… Uppsala. Sweden, Day 24

After the trip to Stockholm, it was not so hard to sleep until almost 8am. Apart from sleeping as long as possible, the plan for today was to clean my room and do the laundry. At the end of the day none of them was done.

I was about to use another washing machine than previously and I could not start it, desperately searching for an on/off button. When I failed to do so, I moved all my laundry into the other one but I did not manage to start the washing again. Trying to turn the light on unsuccessfully, I concluded there was an electricity problem in the basement and picked up my dirty stuff, a minor problem being that some of my clothing was wet with the content of a washing gel capsule. For this reason, I could not avoid a bit of hand washing.

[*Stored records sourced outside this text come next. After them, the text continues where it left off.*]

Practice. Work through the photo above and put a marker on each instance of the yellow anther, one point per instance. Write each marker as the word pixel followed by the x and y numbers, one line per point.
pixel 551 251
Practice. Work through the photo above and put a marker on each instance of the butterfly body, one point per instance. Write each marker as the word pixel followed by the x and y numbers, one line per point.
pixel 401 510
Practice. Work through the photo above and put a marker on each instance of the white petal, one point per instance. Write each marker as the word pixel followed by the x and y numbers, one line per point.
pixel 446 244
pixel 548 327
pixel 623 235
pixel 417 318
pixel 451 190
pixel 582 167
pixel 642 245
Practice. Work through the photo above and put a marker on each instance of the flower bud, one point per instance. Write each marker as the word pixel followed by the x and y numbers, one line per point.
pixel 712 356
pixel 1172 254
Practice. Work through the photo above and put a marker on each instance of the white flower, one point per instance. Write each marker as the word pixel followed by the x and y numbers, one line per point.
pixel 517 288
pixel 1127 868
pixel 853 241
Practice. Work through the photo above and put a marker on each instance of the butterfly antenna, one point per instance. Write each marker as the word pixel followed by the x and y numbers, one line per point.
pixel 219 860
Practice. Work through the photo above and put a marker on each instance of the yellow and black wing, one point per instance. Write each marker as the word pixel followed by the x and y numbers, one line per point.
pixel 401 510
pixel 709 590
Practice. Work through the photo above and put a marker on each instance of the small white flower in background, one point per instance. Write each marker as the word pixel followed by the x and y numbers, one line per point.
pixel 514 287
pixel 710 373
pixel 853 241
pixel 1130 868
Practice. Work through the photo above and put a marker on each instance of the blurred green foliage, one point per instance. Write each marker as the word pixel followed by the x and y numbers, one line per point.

The cleaning part of the plan failed for a much simpler reason: my laziness to do so.

I took it easy once again and for my lunch I just warmed up a precooked portion of ravioli in tomato sauce in a microwave. Unfortunately it turned out to be not the best meal in my life, I would put very low on the “list of edibility”. Since the can was quite a big one and the rest of it is on my Wednesday menu, I better start thinking of a way of improving its content at least a little bit.

Realizing what a nice weather the city of Uppsala got today, I went downtown to continue my weekend of “Swedish essentials”. Today it was time to visit the garden of Carl von Linné, located not far from Uppsala Library. The garden can be visited for free daily between 5pm-8pm. I was really excited about the worm weather, so I went out much earlier. I spent the time enjoying sun at two very nice locations.

The first “relaxation stop” was little wooden chairs next to the Uppsala Central Station. It was nicely warm and sunny there, and it was also some fun to watch other people.

Central Station Relax

After few minutes of walking I reached even nicer location, Svandammen, meaning “swan pond”. Indeed, there was a pond with a small island in the middle, however not a single swan. The place was completely under the control of seagulls, ducks and jackdaws. As a result of that, there were lots of people feeding people and it was also surprisingly hard to find an unshitty spot to sit down. Once seated, it was really hard then to stand up and keep going.

DSC_0228

Nevertheless, I made it to the Linnaeus Garden at the end. Founded in 1655 by Olof Rudbeck the Elder, it was the first botanical garden in Sweden. It was originally laid in a French style and restored in 1745 following plans of Linné. Since then Linné, who also lived there with his family, maintained the garden. In the garden there were not only plenty of flowerbeds, but also orangery to keep cold-sensitive plants there, a little greenhouse for succulents, a little pond, a patch of ferns and a heated house to make seeds germinate better. Everything seemed to be very well organized. The center of the garden was bounded by trees to protect plants from cold winds. The very first tree (a poplar) Linné planted there fell down in a storm in early 1900’s, however quite old trees can be still found there: elms from the first half of 19th century being the oldest ones. In total, 1300 plant species all known to be cultivated by Linné are grown there, arranged in regard to his sexual system.

“Horti Upsalensis Prospectus”, a very detailed plan of botanical garden and its flowerbeds:

Horti Upsalensis Prospectus

House of Carl von Linné, where he lived from 1743 till his death in 1778. The house is located right next to the botanical garden:

House of Carl von Linné Orangery, where Linné grew plants originating from places with much warmer climate:

Orangery

So called Vaporarium, or also Forcing Frame, was used by Linné to make seeds germinate faster. To do so, the finest humus was used and the two meters high house was heated both by sun, and by horse-dung with tanner’s bark below the building:

Forcing Frame

At the end of the day, there was one duty I could not avoid: cooking my lunch for Monday. Having an opened can of tomatoes and few slices of ham, most likely at the very end of their “still edible stage”, I did not expect much.